Au sein de cette troupe, il écrira et mettra en scène plusieurs pièces théâtrales. D’ailleurs, la troupe El Amel El Masrahi produira entre 1951 et 1956 plusieurs spectacles dont Ruse d’étudiant, Épouse d’aujourd’hui, Lafkirat and la Khadoudja, Moulat Eddar, Fautes de jeunes, Ghelief le guérisseur, Jour de Guigne, Didine el makhnet, Fakou bik, Yali tezzaouedj, Cheikh Belkacem, Le calvaire d’un aveugle, autant de pièces qui attireront à lui les feux de la rampe.
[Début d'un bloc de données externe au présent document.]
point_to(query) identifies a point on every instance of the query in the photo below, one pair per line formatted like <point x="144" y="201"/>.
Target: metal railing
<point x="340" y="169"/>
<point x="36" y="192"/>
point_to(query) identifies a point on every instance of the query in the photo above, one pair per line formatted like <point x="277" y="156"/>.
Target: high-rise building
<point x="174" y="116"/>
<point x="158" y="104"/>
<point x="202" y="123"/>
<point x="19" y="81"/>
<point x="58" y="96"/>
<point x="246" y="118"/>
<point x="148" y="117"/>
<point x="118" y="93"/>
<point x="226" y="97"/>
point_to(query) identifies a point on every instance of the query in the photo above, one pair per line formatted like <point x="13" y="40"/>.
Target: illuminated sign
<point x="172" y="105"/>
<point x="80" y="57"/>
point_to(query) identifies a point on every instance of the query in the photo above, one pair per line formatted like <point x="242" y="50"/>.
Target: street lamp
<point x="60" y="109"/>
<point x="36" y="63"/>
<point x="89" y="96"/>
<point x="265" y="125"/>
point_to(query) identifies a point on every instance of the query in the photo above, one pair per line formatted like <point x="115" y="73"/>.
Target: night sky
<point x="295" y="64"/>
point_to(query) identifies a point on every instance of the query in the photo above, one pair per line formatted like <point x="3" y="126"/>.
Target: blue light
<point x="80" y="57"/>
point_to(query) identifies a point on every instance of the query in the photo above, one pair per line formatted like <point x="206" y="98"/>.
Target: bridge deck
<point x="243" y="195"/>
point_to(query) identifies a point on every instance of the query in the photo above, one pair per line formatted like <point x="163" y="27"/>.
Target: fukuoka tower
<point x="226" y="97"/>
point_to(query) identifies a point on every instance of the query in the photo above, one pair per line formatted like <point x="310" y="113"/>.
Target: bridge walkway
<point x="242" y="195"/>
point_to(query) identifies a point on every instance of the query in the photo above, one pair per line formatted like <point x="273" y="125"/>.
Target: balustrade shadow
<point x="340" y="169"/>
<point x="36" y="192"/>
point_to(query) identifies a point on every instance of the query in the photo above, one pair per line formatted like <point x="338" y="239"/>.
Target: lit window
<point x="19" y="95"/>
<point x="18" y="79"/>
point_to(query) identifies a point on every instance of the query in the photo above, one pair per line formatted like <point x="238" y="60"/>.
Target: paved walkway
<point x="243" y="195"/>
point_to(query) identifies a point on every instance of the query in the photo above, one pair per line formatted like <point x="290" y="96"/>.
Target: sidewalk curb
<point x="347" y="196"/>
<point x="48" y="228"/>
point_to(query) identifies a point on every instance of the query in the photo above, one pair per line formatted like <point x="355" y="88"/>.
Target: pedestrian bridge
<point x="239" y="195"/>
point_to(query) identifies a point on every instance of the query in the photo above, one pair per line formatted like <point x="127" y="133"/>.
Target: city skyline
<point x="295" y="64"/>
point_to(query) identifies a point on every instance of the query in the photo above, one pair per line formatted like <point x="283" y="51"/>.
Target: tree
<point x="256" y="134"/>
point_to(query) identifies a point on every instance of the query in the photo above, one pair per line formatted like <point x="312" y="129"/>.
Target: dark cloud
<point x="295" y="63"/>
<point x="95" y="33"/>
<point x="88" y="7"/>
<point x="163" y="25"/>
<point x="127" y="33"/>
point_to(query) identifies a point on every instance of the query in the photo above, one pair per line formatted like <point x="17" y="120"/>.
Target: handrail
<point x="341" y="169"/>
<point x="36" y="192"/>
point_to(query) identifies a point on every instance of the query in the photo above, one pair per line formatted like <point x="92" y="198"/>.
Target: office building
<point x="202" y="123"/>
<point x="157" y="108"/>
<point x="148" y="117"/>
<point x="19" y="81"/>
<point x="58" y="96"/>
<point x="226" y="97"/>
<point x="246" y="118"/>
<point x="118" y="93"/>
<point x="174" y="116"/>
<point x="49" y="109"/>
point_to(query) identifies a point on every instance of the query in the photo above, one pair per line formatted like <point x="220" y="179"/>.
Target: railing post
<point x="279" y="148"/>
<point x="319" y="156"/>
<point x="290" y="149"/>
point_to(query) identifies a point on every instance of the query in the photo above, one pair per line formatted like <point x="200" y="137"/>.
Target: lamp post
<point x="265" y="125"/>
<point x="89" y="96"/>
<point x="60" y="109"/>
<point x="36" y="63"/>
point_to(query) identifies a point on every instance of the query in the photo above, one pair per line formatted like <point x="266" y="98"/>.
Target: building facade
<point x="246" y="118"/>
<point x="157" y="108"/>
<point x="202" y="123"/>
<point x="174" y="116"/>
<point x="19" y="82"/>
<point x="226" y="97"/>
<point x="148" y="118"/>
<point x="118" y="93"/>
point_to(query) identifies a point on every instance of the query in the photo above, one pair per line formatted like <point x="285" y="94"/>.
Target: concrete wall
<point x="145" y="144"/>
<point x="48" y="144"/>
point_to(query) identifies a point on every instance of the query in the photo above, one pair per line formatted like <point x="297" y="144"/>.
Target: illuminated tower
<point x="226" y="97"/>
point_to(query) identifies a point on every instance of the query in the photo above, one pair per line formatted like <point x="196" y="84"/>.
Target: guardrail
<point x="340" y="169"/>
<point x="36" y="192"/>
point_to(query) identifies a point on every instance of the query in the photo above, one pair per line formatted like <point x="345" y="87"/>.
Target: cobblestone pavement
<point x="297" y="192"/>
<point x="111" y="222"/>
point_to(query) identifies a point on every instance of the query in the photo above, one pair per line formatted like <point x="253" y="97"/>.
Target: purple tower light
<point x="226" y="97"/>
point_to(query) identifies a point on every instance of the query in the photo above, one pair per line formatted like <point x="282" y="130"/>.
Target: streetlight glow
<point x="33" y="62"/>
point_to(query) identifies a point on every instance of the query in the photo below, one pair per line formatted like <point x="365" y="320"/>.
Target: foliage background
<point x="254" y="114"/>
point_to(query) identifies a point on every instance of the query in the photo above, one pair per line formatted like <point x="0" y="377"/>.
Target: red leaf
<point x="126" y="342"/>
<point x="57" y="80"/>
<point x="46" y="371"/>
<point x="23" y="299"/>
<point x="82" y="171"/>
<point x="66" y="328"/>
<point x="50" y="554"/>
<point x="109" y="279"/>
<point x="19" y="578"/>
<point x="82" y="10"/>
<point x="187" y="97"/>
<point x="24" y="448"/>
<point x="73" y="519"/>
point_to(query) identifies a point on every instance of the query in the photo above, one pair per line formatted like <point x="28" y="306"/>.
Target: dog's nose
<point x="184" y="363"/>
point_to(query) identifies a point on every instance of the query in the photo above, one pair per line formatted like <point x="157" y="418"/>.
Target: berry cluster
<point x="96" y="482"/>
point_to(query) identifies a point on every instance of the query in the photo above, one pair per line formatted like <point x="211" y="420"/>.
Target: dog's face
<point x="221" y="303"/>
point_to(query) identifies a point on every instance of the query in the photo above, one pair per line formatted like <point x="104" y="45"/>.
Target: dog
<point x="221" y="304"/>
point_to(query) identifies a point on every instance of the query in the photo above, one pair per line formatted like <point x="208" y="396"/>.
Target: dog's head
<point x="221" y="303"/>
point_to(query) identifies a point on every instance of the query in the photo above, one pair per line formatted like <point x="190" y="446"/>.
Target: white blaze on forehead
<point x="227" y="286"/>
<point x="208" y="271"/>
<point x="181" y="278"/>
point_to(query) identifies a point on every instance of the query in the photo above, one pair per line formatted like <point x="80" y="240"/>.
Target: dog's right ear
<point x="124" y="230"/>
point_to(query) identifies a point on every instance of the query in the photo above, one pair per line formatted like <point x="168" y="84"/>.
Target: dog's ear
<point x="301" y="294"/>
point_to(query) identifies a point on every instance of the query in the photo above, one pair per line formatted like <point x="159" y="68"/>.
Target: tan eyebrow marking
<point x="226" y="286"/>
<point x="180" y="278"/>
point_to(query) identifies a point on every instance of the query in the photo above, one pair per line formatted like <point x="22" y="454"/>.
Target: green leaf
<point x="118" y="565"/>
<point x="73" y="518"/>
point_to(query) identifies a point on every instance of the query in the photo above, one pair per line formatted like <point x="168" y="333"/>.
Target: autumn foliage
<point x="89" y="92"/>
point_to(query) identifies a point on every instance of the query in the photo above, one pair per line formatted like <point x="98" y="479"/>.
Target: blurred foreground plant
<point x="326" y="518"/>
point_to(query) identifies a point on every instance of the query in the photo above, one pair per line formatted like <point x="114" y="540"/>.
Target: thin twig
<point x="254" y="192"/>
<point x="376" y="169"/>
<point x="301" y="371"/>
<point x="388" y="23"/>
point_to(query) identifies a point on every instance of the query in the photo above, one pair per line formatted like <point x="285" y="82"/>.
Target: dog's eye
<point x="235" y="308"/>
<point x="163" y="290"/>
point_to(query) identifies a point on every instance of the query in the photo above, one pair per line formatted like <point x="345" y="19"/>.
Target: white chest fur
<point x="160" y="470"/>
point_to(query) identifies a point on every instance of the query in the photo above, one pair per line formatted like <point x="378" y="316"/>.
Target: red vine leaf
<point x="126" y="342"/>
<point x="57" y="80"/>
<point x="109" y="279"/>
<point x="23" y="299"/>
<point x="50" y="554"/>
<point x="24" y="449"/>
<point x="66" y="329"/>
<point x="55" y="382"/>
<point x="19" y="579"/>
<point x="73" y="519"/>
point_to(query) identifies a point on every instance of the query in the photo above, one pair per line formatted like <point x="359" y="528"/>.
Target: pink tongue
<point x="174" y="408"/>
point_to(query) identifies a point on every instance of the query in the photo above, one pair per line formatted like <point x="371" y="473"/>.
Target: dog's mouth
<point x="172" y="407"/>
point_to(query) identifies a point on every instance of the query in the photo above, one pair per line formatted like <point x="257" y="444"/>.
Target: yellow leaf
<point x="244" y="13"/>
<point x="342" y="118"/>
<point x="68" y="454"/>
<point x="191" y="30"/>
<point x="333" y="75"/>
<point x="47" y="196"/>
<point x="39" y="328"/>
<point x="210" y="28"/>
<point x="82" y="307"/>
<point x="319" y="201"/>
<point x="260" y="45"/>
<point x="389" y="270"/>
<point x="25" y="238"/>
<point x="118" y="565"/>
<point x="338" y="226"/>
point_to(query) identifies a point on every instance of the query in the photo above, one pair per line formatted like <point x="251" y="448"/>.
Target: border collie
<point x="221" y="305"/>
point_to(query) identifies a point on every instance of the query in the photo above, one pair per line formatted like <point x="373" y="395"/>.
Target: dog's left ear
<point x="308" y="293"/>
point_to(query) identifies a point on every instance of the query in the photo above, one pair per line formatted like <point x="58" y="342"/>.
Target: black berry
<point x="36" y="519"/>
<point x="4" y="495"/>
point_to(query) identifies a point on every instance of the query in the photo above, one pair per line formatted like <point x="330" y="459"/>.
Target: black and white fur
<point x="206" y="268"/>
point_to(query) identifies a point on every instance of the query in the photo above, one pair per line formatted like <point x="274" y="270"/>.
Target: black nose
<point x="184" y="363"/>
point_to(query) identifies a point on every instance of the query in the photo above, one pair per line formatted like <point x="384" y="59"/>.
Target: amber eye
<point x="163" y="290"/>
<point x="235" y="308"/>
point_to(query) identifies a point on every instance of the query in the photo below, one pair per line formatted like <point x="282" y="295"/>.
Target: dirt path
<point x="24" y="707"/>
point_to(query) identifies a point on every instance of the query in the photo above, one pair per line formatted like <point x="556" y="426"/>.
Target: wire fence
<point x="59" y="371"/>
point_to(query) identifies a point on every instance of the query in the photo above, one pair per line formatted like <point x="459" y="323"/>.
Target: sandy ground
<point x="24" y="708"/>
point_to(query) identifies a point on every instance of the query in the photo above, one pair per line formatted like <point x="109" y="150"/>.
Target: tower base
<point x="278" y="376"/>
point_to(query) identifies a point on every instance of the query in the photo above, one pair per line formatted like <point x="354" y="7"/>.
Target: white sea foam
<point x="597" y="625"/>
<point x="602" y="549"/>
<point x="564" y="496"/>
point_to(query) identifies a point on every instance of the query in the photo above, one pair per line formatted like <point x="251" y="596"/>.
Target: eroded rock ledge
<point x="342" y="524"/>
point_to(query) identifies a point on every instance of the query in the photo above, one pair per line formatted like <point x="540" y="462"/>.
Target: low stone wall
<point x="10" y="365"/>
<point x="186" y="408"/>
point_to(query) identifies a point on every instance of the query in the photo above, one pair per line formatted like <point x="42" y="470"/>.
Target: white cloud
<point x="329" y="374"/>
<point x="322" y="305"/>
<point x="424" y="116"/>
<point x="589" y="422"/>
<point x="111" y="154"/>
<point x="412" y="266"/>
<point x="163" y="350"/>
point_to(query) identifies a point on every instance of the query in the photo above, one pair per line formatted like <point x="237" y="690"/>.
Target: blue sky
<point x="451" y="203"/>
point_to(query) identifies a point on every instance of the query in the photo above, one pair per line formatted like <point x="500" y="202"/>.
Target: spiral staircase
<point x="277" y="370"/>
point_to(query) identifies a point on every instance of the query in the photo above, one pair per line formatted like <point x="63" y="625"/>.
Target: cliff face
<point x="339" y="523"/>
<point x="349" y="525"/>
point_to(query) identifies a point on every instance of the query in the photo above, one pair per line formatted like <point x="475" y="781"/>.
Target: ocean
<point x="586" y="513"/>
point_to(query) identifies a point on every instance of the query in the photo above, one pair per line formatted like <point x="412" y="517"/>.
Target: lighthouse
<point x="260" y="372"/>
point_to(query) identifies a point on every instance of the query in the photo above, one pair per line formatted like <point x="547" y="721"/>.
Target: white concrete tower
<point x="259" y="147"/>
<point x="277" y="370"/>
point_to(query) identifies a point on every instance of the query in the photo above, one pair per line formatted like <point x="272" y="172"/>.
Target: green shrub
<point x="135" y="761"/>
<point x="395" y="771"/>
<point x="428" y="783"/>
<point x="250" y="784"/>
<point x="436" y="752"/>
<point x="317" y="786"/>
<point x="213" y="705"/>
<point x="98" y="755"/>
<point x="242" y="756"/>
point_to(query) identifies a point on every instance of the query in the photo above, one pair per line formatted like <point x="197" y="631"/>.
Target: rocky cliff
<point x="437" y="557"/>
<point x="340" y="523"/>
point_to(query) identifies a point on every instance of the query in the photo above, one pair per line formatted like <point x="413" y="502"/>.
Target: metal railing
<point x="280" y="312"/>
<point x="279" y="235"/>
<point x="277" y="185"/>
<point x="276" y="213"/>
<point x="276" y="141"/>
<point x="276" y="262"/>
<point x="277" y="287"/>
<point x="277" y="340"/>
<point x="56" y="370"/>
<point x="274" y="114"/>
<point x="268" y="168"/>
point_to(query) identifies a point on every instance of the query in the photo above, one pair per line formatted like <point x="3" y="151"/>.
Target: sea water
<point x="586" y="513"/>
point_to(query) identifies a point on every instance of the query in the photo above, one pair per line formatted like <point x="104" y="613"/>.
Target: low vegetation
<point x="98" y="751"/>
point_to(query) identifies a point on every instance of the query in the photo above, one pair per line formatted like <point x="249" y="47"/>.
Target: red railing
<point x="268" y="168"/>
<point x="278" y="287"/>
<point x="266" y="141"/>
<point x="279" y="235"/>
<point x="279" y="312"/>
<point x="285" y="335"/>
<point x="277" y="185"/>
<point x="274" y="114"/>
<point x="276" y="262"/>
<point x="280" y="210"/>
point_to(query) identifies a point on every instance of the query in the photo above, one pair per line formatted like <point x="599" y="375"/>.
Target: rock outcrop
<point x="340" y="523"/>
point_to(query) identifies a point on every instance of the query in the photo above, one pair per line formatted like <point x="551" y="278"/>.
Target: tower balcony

Les comédiens de cette troupe ont eu la chance d’être programmés au sein de la troupe sédentaire arabe pendant la saison théâtrale 1952-1953. A l’ouverture, un drame de Cherif Benabdellah en quatre actes et quatre tableaux intitulé La pendaison a été mis en scène toujours de Mustapha Babes.
Un metteur en scène constantinois méconnu dans l’histoire du théâtre arabe algérien. Faute de l’oubli, eh oui, comment se fait-il qu’un dramaturge hors pair, comédien, metteur en scène et même régisseur du théâtre arabe à Constantine dès janvier 1954 puisse être mis aux oubliettes. Une année après et pour la cause nationale, El Amal El Masrahi mettra en parenthèses ses activités artistiques, comme de nombreuses autres associations et troupes artistiques.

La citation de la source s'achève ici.